アメリカは上記のように、ある一定の期間で大規模な国際戦争を繰り返してきました。2003年のイラク戦争から、15年が経過しようとしています。朝鮮有事のリスクが高まる中、イラク戦争に続いて「第2次朝鮮戦争」が勃発(ぼっぱつ)する可能性はあるのでしょうか。

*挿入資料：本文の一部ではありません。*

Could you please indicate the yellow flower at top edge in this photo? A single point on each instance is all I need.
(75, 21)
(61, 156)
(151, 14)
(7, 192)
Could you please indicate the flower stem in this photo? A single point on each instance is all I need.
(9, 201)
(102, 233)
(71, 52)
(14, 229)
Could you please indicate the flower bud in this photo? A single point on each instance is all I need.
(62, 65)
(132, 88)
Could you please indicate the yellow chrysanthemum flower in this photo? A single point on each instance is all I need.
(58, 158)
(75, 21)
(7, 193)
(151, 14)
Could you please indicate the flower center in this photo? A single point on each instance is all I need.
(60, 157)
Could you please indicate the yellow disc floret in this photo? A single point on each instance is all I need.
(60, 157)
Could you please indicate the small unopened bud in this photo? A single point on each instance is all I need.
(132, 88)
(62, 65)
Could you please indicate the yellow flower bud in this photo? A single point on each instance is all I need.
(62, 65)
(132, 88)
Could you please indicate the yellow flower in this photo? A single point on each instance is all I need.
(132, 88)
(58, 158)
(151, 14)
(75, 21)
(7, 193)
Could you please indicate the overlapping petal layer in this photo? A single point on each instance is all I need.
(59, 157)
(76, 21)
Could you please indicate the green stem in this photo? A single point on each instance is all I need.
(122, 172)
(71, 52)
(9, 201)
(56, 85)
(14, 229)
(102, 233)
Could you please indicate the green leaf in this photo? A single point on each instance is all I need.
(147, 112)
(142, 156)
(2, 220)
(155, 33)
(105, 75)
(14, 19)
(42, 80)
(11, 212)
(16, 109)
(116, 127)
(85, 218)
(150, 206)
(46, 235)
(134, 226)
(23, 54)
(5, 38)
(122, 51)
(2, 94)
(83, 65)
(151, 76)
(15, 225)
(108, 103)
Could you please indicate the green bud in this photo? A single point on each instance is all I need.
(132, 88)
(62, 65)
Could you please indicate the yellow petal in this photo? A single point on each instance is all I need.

アメリカが定期的に戦争を行う理由として、「軍需産業を潤すため」といわれることがあります。では、そのような理由で、今後も戦争は続くと見るべきでしょうか。アメリカにとって、戦争はもうかるのでしょうか。

軍拡を後押ししたケインズ派経済学者

1950年6月に朝鮮戦争が起きる前、アメリカでは、軍拡に関する議論が繰り広げられていました。国家安全保障会議(NSC)は、ソ連などの共産主義勢力を封じ込めるための新たな戦略方針を、「国家安全保障会議第68号文書(NSC-68)」にまとめ上げます。

この文書は、共産主義に対抗するために軍事支出(国防費)の水準を従来の4倍(1951~1955年会計年度の5年間で少なくとも2250億ドル)に引き上げ、軍備を増強しなければならないと求めていました。

当時のトルーマン大統領は、軍拡がアメリカ経済にどのような影響を及ぼすかを慎重に見極めようとしました。トルーマンは大統領経済諮問委員会(Council of Economic Advisers, 略称CEA)に調査をさせます。委員のレオン・カイザーリングなどのケインズ派の経済学者は、軍拡によって有効需要が創出され、景気刺激効果が経済の好循環を生むと評価しました。

トルーマンはこの答申を踏まえ、「NSC-68」を全面採用し、軍拡路線に大きくかじを切ります。予算の裏付けを取りながら、アメリカは朝鮮戦争に深く関わっていきます。